The North Dakota Century Code defines a “corrupt practice” as “the use of state services or property … for political purposes.”
The law also makes it a class B misdemeanor to “use the great seal for any political purpose.”
You’d think that filming an ad inside the state capitol building would be a clear example of using state property for political purposes. But it’s not that simple, and Fedorchak isn’t the only one doing it.
A 1979 North Dakota Supreme Court decision is being seen by some public officials as justification for using their office and parts of the capitol in campaign advertising, according to Democratic candidate for governor Marvin Nelson.
In Saefke v.

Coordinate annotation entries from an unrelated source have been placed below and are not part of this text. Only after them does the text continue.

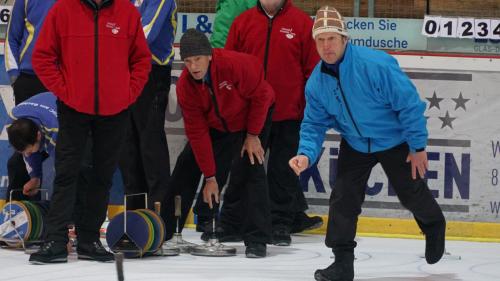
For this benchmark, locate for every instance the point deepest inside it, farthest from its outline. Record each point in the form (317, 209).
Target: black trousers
(25, 86)
(285, 192)
(107, 136)
(348, 194)
(145, 163)
(249, 182)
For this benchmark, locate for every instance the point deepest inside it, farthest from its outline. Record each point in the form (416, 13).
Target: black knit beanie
(194, 43)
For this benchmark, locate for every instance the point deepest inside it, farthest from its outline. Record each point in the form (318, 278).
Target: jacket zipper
(268, 40)
(350, 114)
(217, 112)
(96, 62)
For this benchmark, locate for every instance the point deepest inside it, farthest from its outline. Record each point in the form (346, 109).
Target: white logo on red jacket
(138, 3)
(113, 26)
(225, 84)
(288, 32)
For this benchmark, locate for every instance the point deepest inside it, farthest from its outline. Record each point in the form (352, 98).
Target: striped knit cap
(328, 19)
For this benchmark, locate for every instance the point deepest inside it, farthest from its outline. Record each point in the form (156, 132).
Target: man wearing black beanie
(226, 105)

VandeWalle, the court ruled that Justice Gerald VandeWalle did not break the law when he “presented through the television media a campaign talk to the voters while he was seated at the bench in the Supreme Court and wearing his black robe.” At the time the TV spot aired, VandeWalle was running for election to keep his seat on the court, which he’d been appointed to by the governor in mid-1978. (He is now the court’s chief justice.)
In siding with their colleague Gerald, the justices ruled that the law was meant to protect financial misuse of state property; using the Supreme Court chamber for a “short 30-second video tape” had only a “minuscule” effect.
The problem is that incumbents have an advantage if they can film campaign ads in their office. It confers status and legitimacy. We doubt that whoever was running against VandeWalle that year had the same opportunity to film an ad in the Supreme Court room. State property shouldn’t be exploited for political gain, whether it’s for 30 seconds or 30 minutes.
Here’s a link to Fedorchak’s ad, which was taped in the capitol building. Her Facebook campaign page also includes these two pictures: the first of her in the legislative wing, and the second of her with the state seal (albeit blurry and cropped) behind her.
In a Facebook post today, Nelson writes that Fedorchak should be removed from the ballot for using the state capitol in the ads “and she is guilty of a class b misdemeanor for using the Great Seal of ND for political purposes.
“Now personally, I think that is a bit harsh,” he adds, “but that is the law. I think we should have an Ethics Commission who could fine her and make her stop.”
It’s not only Fedorchak using the capitol as her personal film studio. Attorney General Wayne Stenehjem taped ads in the capitol’s legislative wing and his office during the primary, Nelson notes.
We reached out to Fedorchak for comment and will update if we hear back. The Public Service Commission regulates pipelines and other utilities.